As I mentioned, I’m using the leaflet package to map the data. I’d never used this before, or done any mapping in R, but it was pretty straightforward! Everything I know about leaflet is from RStudio’s documentation, linked above, and from looking at the SuperZip example’s server code to determine how to edit the marker’s popup text, and how to make it appear when clicked.

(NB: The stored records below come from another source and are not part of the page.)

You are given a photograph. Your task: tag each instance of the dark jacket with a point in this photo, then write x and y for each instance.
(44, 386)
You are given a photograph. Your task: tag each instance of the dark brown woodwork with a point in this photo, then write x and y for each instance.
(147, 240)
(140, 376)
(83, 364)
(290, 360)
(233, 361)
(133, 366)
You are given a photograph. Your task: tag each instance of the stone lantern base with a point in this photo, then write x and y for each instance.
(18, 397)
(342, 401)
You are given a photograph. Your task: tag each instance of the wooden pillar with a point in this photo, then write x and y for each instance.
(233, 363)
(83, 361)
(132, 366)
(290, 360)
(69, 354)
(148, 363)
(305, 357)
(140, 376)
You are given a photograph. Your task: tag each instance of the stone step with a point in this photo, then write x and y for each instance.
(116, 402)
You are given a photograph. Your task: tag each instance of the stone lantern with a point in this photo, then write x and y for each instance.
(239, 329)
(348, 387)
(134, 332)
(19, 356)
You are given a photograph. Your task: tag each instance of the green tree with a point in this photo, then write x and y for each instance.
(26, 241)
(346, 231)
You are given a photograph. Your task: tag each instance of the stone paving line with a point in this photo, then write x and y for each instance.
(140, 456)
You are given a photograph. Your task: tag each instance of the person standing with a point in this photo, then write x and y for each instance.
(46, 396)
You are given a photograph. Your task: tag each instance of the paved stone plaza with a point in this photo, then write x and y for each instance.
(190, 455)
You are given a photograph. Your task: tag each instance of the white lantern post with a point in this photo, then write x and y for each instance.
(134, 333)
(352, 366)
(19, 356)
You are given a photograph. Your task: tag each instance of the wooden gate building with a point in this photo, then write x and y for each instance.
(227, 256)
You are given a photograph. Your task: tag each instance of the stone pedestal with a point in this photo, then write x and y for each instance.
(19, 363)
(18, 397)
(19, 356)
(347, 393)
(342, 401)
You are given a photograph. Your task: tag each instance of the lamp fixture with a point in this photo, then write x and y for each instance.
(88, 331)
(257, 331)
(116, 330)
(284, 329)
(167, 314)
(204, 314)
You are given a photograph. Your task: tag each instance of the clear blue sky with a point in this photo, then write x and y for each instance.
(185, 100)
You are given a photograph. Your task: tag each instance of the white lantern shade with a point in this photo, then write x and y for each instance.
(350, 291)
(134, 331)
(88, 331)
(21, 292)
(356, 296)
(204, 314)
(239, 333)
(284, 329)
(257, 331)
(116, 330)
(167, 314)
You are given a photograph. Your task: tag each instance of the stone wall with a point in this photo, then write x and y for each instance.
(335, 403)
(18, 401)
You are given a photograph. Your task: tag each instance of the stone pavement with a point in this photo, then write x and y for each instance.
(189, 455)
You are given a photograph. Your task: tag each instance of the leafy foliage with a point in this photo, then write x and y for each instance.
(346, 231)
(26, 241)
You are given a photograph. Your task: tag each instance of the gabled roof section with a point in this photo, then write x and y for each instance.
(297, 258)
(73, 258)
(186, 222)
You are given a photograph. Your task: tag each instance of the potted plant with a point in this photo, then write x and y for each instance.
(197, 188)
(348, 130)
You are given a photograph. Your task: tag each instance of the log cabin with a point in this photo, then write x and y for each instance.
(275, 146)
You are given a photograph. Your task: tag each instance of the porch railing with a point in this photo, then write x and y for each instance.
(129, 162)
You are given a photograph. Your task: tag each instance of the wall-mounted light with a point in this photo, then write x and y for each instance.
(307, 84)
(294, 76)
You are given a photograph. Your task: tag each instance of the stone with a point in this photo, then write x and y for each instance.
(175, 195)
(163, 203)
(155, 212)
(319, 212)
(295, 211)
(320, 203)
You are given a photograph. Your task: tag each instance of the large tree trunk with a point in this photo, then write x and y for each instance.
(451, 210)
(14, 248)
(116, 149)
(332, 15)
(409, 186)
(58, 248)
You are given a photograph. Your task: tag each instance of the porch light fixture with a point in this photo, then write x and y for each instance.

An aside – I learn pretty well by example! Maëlle Salmon’s blog is incredible for learning-as-you-go style tutorials/blog posts, and most of the time when I am stuck on something (especially blog related) I search Julia Silge’s GitHub to see how she did it and try to copy along! 👯

I’m using purrr::pmap() to take each clinic’s information (name, address, and phone number), and constructing the markers’ text so it’s displayed nicely. Then, I set a longitude and latitude for the map (I looked one up that’s fairly central to all the clinics), set how zoomed in it should be, and add markers for each of the clinics using their latitude and longitude. It’s so easy!

library(leaflet)

sexual_health_clinics <- sexual_health_clinics %>%
  group_by(clinic_name) %>%
  mutate(popup_details = pmap(list(clinic_name, 
                                   address,
                                   contact_number),
                              function(clinic_name, clinic_address, contact_number) 
                                paste("<b>", clinic_name, "</b><br>",
                                      address, "<br>",
                                      contact_number)))

leaflet(data = sexual_health_clinics) %>% 
  setView(lng = -79.38, lat = 43.73, zoom = 11) %>% 
  addTiles() %>% 
  addMarkers(~longitude, ~latitude, popup = ~popup_details, label = ~clinic_name,
                 labelOptions = labelOptions(direction = "top"))

Shiny app

You can see the map in a Shiny app, which you can find here. I added in a little more interactivity, namely that a clinic’s drop-in hours, appointment hours, and additional services pop up when you click on it in the map. It also lists the services that all clinics offer. All the code is available here on my GitHub.

I like to play around with Shiny (Shiny dashboard specifically, in this case), so this is a fun example of combining open data, the tidyverse principles, mapping data, and interactivity.

I hope you enjoyed! 👋 🗺️

ps -

The open data set does not contain all information on Toronto Public Health’s sexual health clinics. In particular, it contains no information on holiday closures, wait times, contact information for Toronto Public Health, etc. The best place to go for this information is the sexual health clinics website. This blog post, and the shiny app, contain information licensed under the Open Government Licence – Toronto.